Swellings in the Hand

The human hand is a small but important part of the body and makes us different from other creatures on this planet. The anatomy of the human hand comprises a delicate balance of bones, joints, tendons, ligaments, nerves, and blood vessels. Despite its remarkable complexity, the hand is susceptible to various conditions that manifest as lumps and bumps. These abnormalities can arise from a multitude of factors, including injuries, infections, tumours, and inflammatory conditions.

Lumps and bumps in the hand can originate from diverse sources. Traumatic injuries, such as fractures, contusions, and dislocations, often result in localized swelling and the formation of palpable masses. Additionally, repetitive strain injuries, commonly observed in occupations requiring repetitive hand movements, can lead to the development of ganglion cysts, or painful tenosynovitis of tendons, in the hand’s soft tissues.

Infections represent another significant cause of lumps and bumps in the hand. Abscesses, cellulitis, and septic arthritis can produce painful, tender swellings accompanied by redness, warmth, and restricted movement. Serious soft tissue infections such as necrotising fasciitis, may require long hospital stay and multiple surgeries if detected late and may ultimately lead to loss of limb or life.

Furthermore, benign and malignant tumours can manifest as lumps or bumps in the hand. Ganglion cysts, lipomas, and enchondromas are examples of benign growths that may arise from joint capsules, adipose tissue, or bone respectively. Enchondromas may present as painful fractures of the fingers.

Conversely, malignant tumors such as sarcomas or metastatic lesions can infiltrate the hand’s tissues, leading to palpable masses with concerning features such as rapid growth and tissue invasion. Enlarging skin lesions should be assessed due to risk of malignant transformation into skin cancer.

In between these two spectrums of tumours are a group of solid soft tissue tumours called tenosynovial giant cell tumours, formerly known as giant cell tumours of the tendon sheath. These are benign but locally aggressive tumours that can cause significant pain, swelling, and restricted movement. Lung metastases have been reported in patients with tenosynovial giant cell tumours.

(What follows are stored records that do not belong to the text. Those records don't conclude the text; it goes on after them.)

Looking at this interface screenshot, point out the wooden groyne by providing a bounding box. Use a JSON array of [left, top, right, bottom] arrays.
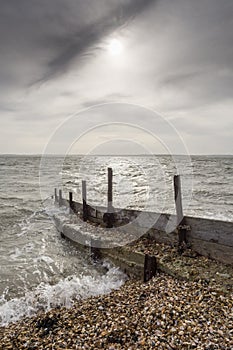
[[55, 168, 233, 281]]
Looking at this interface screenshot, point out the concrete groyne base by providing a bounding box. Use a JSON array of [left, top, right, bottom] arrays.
[[53, 214, 233, 291]]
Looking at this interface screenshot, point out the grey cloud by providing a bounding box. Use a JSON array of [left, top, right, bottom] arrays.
[[0, 0, 155, 85]]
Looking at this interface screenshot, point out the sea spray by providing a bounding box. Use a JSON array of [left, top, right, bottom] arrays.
[[0, 262, 127, 326]]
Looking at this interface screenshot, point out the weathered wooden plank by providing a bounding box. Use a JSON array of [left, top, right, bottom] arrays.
[[107, 168, 113, 213], [54, 188, 58, 203], [174, 175, 184, 225], [185, 216, 233, 247], [58, 190, 62, 206], [144, 254, 157, 282], [82, 180, 88, 221], [192, 239, 233, 264]]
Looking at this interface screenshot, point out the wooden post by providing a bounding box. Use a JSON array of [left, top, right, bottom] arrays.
[[82, 180, 88, 221], [54, 188, 58, 203], [91, 238, 101, 262], [58, 190, 62, 207], [144, 254, 157, 282], [69, 192, 73, 214], [174, 175, 184, 225], [108, 168, 113, 213], [174, 175, 187, 253]]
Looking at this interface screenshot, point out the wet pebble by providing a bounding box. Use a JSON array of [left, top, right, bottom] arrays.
[[0, 274, 233, 350]]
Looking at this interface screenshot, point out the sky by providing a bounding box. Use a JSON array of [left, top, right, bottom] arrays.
[[0, 0, 233, 154]]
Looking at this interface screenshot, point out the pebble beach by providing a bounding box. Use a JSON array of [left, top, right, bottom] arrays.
[[0, 273, 233, 350]]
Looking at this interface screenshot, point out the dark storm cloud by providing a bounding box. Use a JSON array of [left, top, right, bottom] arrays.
[[0, 0, 155, 82]]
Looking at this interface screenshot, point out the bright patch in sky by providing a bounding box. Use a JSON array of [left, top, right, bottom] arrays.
[[108, 39, 123, 56]]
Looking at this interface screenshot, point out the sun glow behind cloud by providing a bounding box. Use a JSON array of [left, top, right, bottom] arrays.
[[107, 38, 123, 56]]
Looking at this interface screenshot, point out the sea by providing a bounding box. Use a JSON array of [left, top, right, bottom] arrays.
[[0, 155, 233, 326]]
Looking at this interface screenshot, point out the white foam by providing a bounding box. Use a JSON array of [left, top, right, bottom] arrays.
[[0, 267, 126, 326]]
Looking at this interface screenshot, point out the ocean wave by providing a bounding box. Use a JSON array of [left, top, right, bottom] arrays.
[[0, 263, 126, 326]]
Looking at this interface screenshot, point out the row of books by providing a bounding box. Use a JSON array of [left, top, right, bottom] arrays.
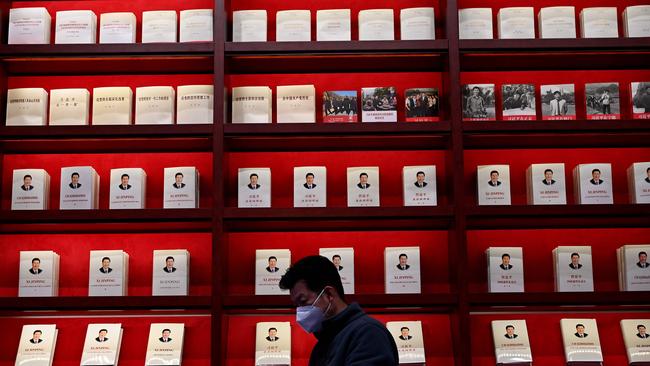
[[458, 5, 650, 39], [8, 7, 213, 44], [6, 85, 214, 126]]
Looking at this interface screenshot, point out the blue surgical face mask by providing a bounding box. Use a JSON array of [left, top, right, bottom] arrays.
[[296, 289, 332, 333]]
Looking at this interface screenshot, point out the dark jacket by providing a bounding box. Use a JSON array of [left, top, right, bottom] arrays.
[[309, 303, 399, 366]]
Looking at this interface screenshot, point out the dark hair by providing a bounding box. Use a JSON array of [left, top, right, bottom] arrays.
[[280, 255, 345, 299]]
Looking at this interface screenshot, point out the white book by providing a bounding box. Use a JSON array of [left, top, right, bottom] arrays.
[[276, 85, 316, 123], [492, 319, 533, 366], [81, 323, 122, 366], [179, 9, 214, 42], [15, 324, 59, 366], [293, 166, 327, 207], [627, 162, 650, 204], [135, 86, 176, 125], [8, 7, 52, 44], [485, 247, 524, 292], [88, 250, 129, 296], [384, 247, 421, 294], [347, 166, 379, 207], [553, 246, 594, 292], [92, 87, 133, 125], [560, 319, 603, 365], [50, 89, 90, 126], [255, 322, 291, 366], [402, 165, 438, 206], [580, 7, 618, 38], [386, 320, 426, 365], [400, 7, 436, 40], [573, 163, 614, 205], [232, 86, 273, 123], [497, 6, 535, 39], [6, 88, 47, 126], [142, 10, 178, 43], [275, 10, 311, 42], [18, 250, 60, 297], [99, 12, 136, 43], [163, 166, 200, 208], [359, 9, 395, 41], [458, 8, 494, 39], [316, 9, 352, 41], [526, 163, 566, 205], [151, 249, 190, 296], [59, 166, 99, 210], [237, 168, 271, 208], [255, 249, 291, 295], [621, 319, 650, 366], [176, 85, 214, 125], [11, 169, 50, 210], [623, 5, 650, 38], [109, 168, 147, 210], [232, 10, 267, 42], [144, 323, 182, 366], [54, 10, 97, 44], [538, 6, 576, 38], [319, 248, 354, 295], [476, 164, 511, 206]]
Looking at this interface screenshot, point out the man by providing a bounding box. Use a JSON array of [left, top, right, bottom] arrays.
[[172, 172, 185, 189], [302, 173, 316, 189], [68, 172, 81, 189], [280, 256, 399, 366], [163, 257, 176, 273], [569, 253, 582, 269]]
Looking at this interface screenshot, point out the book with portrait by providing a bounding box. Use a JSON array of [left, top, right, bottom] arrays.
[[255, 322, 291, 366], [88, 250, 129, 296], [384, 247, 422, 294], [144, 323, 181, 366], [276, 85, 316, 123], [347, 166, 379, 207], [237, 168, 271, 208], [585, 82, 621, 120], [323, 90, 359, 122], [319, 248, 354, 295], [485, 247, 524, 292], [108, 168, 147, 210], [540, 84, 576, 121], [526, 163, 566, 205], [11, 169, 50, 210], [81, 323, 122, 366], [620, 319, 650, 366], [553, 246, 594, 292], [404, 88, 440, 122], [462, 84, 496, 121], [255, 249, 291, 295], [59, 166, 99, 210], [293, 166, 327, 207], [151, 249, 190, 296], [361, 86, 397, 122], [492, 319, 533, 366], [18, 250, 60, 297], [501, 83, 537, 121], [573, 163, 614, 205], [16, 324, 59, 366], [560, 319, 603, 366], [627, 161, 650, 204], [163, 166, 200, 208], [616, 244, 650, 291], [358, 9, 395, 41], [476, 164, 511, 206], [402, 165, 438, 206], [386, 320, 426, 366]]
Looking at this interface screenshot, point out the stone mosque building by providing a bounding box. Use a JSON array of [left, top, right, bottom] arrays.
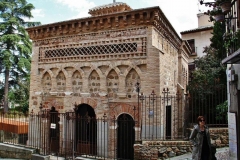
[[27, 2, 191, 157]]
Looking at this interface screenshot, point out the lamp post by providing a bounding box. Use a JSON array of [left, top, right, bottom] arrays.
[[135, 82, 140, 124]]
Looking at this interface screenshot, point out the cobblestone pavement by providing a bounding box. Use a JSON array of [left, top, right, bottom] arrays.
[[169, 148, 229, 160]]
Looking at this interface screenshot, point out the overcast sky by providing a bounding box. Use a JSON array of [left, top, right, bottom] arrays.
[[27, 0, 209, 35]]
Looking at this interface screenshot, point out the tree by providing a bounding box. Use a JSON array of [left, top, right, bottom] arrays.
[[0, 0, 40, 112], [188, 22, 227, 95], [187, 22, 227, 124]]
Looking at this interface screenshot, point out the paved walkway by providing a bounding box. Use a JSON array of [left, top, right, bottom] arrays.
[[50, 147, 229, 160], [169, 147, 229, 160]]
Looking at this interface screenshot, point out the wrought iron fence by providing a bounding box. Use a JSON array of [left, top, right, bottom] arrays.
[[0, 89, 227, 159]]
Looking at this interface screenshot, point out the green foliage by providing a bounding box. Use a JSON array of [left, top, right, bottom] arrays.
[[216, 100, 228, 121], [188, 47, 226, 95], [0, 0, 40, 111]]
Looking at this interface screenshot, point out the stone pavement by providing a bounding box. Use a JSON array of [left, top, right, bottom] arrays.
[[50, 147, 229, 160], [168, 147, 229, 160]]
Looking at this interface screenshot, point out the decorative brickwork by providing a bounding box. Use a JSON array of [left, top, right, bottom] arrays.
[[27, 3, 187, 157]]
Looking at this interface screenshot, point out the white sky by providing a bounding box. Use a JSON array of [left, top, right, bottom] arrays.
[[27, 0, 210, 35]]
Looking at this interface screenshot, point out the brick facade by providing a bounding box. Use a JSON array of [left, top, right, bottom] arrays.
[[27, 4, 191, 159]]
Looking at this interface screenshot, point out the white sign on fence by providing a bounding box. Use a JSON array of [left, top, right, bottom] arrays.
[[50, 123, 56, 129]]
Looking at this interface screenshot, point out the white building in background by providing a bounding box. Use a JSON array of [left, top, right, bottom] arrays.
[[181, 13, 213, 64]]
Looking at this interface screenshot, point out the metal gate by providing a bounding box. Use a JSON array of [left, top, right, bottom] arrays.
[[117, 114, 135, 160]]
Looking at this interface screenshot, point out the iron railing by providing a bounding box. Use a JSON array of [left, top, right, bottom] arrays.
[[0, 89, 227, 159]]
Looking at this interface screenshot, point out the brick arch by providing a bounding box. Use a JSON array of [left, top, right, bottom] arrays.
[[123, 65, 142, 79], [55, 68, 68, 78], [105, 66, 121, 77], [72, 97, 98, 110], [70, 68, 85, 77], [110, 103, 138, 120], [40, 69, 54, 79], [86, 67, 105, 79]]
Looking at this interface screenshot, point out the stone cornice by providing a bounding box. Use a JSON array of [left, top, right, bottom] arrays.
[[27, 7, 181, 46]]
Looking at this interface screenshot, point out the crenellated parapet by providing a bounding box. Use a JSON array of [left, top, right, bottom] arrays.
[[27, 7, 181, 46]]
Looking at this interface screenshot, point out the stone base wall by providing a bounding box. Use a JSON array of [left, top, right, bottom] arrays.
[[134, 128, 228, 160]]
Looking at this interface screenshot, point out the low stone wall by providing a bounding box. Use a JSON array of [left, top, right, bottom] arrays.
[[134, 128, 228, 160]]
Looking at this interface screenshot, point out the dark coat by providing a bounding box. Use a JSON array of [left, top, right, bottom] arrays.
[[189, 124, 211, 160]]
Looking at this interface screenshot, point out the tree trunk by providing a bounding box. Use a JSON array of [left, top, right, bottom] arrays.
[[4, 69, 9, 112]]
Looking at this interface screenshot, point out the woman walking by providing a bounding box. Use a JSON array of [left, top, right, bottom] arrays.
[[189, 116, 211, 160]]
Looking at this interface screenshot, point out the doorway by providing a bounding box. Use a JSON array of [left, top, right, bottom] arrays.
[[117, 114, 135, 160], [76, 104, 97, 155]]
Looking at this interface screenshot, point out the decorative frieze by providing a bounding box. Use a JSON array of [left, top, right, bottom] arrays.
[[27, 7, 181, 46]]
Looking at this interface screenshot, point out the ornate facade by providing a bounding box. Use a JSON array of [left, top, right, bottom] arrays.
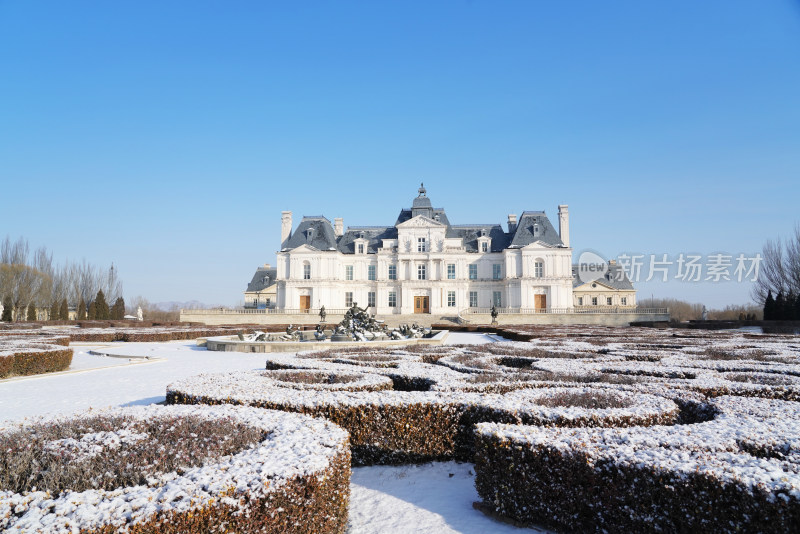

Accurate diagnosis of lumps and bumps in the hand relies on a comprehensive evaluation encompassing patient history, physical examination, and diagnostic imaging studies. During the history-taking process, hand surgeons inquire about the onset, duration, progression, and associated symptoms of the hand abnormality. Additionally, they explore factors such as trauma, occupation, hobbies, and medical history, which may provide valuable clues regarding the underlying cause.

Physical examination of the hand involves assessing the size, shape, consistency, tenderness, and mobility of the lump or bump. Hand surgeons may employ manoeuvres such as palpation, range of motion testing, and provocative manoeuvres to elicit specific signs and symptoms. Moreover, evaluating the hand’s neurovascular status is essential to identify any concurrent nerve or blood vessel involvement.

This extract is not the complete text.